Wearable Vibration Based Computer Interaction and Communication System for Deaf


Creative Commons License

YAĞANOĞLU M., KÖSE C.

APPLIED SCIENCES-BASEL, cilt.7, sa.12, 2017 (SCI-Expanded) identifier identifier

  • Yayın Türü: Makale / Tam Makale
  • Cilt numarası: 7 Sayı: 12
  • Basım Tarihi: 2017
  • Doi Numarası: 10.3390/app7121296
  • Dergi Adı: APPLIED SCIENCES-BASEL
  • Derginin Tarandığı İndeksler: Science Citation Index Expanded (SCI-EXPANDED), Scopus
  • Anahtar Kelimeler: wearable computing system, vibrating speaker for deaf, human-computer interaction, feature extraction, speech processing, SELECTION METHODS, AUDIO, CLASSIFICATION, ENHANCEMENT, RECOGNITION
  • Karadeniz Teknik Üniversitesi Adresli: Evet

Özet

In individuals with impaired hearing, determining the direction of sound is a significant problem. The direction of sound was determined in this study, which allowed hearing impaired individuals to perceive where sounds originated. This study also determined whether something was being spoken loudly near the hearing impaired individual. In this manner, it was intended that they should be able to recognize panic conditions more quickly. The developed wearable system has four microphone inlets, two vibration motor outlets, and four Light Emitting Diode (LED) outlets. The vibration of motors placed on the right and left fingertips permits the indication of the direction of sound through specific vibration frequencies.

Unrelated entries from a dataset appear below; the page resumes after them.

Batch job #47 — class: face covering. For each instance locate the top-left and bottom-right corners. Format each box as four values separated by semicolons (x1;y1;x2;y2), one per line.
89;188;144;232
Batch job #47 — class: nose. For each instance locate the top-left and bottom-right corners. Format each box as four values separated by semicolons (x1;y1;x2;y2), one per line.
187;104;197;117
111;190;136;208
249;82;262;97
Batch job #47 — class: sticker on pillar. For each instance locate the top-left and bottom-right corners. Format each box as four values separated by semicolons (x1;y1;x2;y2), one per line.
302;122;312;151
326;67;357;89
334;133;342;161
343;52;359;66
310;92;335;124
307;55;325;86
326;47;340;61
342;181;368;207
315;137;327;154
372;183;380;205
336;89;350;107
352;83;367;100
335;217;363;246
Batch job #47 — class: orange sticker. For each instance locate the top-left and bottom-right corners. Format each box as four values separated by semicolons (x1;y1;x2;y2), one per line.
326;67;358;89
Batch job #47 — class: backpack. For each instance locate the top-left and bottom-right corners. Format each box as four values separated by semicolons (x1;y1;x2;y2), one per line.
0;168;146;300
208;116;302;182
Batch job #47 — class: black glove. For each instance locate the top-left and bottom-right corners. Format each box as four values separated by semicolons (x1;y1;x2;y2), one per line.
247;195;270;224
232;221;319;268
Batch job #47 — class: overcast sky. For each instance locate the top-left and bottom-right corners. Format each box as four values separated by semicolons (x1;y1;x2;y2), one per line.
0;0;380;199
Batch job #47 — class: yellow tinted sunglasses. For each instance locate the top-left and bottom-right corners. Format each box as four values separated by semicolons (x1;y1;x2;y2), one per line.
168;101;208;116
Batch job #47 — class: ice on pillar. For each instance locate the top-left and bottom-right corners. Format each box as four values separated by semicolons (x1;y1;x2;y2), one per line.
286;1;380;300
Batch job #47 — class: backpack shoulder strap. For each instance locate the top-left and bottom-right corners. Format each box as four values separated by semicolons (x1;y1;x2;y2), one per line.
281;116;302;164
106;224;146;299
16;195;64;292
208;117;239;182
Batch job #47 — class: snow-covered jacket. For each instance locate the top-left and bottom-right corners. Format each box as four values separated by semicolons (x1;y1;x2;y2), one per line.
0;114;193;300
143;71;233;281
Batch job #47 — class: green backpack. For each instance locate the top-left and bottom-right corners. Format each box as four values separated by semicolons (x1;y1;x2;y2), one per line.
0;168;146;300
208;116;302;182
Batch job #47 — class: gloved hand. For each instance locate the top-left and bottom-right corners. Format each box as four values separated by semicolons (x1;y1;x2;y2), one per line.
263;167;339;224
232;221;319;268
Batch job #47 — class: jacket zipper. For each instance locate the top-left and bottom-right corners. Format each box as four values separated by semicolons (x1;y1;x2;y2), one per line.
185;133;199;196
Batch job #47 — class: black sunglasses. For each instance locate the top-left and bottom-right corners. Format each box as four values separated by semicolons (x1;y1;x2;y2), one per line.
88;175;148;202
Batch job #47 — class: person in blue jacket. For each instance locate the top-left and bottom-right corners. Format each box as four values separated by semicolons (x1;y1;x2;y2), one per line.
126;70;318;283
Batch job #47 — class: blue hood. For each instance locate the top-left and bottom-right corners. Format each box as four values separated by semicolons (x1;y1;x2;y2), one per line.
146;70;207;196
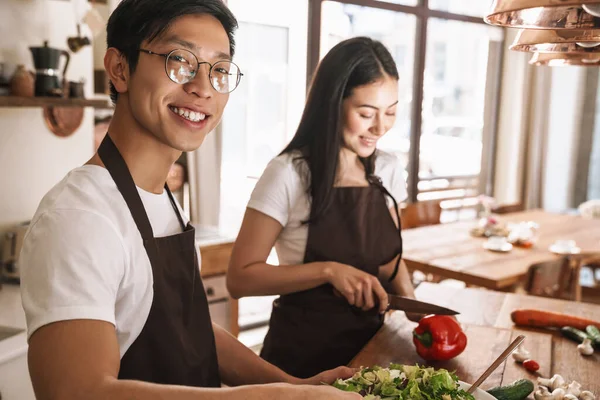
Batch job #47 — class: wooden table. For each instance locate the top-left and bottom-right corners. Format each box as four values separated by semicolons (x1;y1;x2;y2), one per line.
402;210;600;289
350;283;600;398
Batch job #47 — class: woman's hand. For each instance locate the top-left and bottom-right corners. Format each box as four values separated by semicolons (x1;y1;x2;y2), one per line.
298;366;360;385
324;262;388;313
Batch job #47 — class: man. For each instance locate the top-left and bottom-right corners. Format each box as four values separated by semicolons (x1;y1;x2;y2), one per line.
21;0;360;400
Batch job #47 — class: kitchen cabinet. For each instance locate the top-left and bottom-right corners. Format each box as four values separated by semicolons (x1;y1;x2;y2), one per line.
200;240;240;337
0;351;35;400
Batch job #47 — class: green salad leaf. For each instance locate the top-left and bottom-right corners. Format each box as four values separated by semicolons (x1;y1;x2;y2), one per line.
333;364;475;400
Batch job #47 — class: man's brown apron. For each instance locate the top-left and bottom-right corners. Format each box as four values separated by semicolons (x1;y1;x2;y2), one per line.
261;177;402;378
98;135;221;387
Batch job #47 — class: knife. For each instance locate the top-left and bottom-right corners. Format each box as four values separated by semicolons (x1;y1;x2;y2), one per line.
387;293;459;315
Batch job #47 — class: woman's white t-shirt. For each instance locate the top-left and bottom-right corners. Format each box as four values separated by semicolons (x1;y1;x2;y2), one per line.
19;165;195;357
248;151;407;265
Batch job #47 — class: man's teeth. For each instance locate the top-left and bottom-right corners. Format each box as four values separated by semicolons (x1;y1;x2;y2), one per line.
170;107;206;122
362;137;375;144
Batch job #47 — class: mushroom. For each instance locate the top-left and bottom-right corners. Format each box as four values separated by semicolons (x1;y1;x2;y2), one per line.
538;374;565;390
533;386;554;400
577;338;594;356
567;381;581;397
512;345;531;362
552;387;567;400
579;390;596;400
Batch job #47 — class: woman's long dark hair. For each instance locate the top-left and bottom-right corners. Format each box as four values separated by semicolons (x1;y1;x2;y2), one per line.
281;37;399;222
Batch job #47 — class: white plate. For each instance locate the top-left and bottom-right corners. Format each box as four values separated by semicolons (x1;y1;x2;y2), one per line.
548;245;581;255
458;381;496;400
483;242;512;253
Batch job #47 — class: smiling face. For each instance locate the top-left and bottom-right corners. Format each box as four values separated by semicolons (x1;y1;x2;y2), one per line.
124;14;231;151
342;75;398;158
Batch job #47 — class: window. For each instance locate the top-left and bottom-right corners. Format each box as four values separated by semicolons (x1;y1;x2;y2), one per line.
429;0;491;17
209;0;504;234
219;0;308;234
418;18;502;208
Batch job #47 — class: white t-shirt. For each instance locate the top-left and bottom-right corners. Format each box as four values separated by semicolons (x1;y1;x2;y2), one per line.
248;151;407;265
19;165;187;357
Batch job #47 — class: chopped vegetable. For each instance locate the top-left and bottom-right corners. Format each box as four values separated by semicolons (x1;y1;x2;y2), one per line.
510;309;600;329
585;325;600;348
579;390;596;400
533;386;554;400
523;360;540;372
333;364;475;400
577;338;594;356
567;381;581;397
538;374;565;390
512;344;531;362
487;379;533;400
413;315;467;361
560;326;588;343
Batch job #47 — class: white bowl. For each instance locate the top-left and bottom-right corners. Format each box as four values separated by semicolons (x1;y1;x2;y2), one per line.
458;381;496;400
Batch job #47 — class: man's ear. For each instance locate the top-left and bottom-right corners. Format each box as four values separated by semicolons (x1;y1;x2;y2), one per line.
104;47;129;93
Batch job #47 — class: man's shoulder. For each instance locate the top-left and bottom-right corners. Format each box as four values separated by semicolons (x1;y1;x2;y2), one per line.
32;165;126;228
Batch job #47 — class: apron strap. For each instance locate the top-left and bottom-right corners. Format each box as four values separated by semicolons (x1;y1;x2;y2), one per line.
367;175;402;282
165;183;186;231
98;134;154;240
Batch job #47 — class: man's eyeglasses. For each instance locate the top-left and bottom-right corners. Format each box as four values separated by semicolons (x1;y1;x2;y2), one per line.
140;49;244;94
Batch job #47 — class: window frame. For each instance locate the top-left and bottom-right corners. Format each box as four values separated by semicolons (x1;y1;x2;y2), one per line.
306;0;506;203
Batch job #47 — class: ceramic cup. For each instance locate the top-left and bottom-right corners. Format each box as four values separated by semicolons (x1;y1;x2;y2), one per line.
488;236;508;248
553;240;577;251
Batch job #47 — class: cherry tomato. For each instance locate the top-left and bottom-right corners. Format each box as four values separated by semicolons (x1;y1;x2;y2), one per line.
523;360;540;372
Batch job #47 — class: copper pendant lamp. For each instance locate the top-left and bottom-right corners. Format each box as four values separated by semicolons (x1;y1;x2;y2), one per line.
484;0;600;29
529;53;600;67
510;29;600;54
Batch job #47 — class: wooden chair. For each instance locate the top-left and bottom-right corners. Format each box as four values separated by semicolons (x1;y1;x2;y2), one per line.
524;256;581;301
525;254;600;301
492;203;525;214
400;200;442;288
400;200;442;229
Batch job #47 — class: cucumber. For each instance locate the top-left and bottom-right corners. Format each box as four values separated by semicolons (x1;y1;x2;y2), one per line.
560;326;589;343
487;379;534;400
585;325;600;349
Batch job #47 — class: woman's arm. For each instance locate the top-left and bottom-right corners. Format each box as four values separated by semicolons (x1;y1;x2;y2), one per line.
227;208;329;298
227;208;387;311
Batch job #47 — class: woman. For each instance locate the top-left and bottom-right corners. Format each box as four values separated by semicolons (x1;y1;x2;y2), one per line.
227;37;414;377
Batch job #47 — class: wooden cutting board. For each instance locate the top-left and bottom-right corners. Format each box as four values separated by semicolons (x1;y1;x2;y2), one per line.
350;315;552;389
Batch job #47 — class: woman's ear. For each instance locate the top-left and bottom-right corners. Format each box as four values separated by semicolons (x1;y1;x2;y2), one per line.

This study applies the ReliefF feature selection method to evaluate every feature in comparison to other features and determine which features are more effective in the classification phase. This study primarily selects the best feature extraction and classification methods. Then, the prototype device has been tested using these selected methods on themselves. ReliefF feature selection methods are used in the studies; the success of K nearest neighborhood (Knn) classification had a 93% success rate and classification with Support Vector Machine (SVM) had a 94% success rate. At close range, SVM and two of the best feature methods were used and returned a 98% success rate. When testing our wearable devices on users in real time, we used a classification technique to detect the direction and our wearable devices responded in 0.68 s; this saves power in comparison to traditional direction detection methods. Meanwhile, if there was an echo in an indoor environment, the success rate increased; the echo canceller was disabled in environments without an echo to save power. We also compared our system with the localization algorithm based on the microphone array; the wearable device that we developed had a high success rate and it produced faster results at lower cost than other methods. This study provides a new idea for the benefit of deaf individuals that is preferable to a computer environment.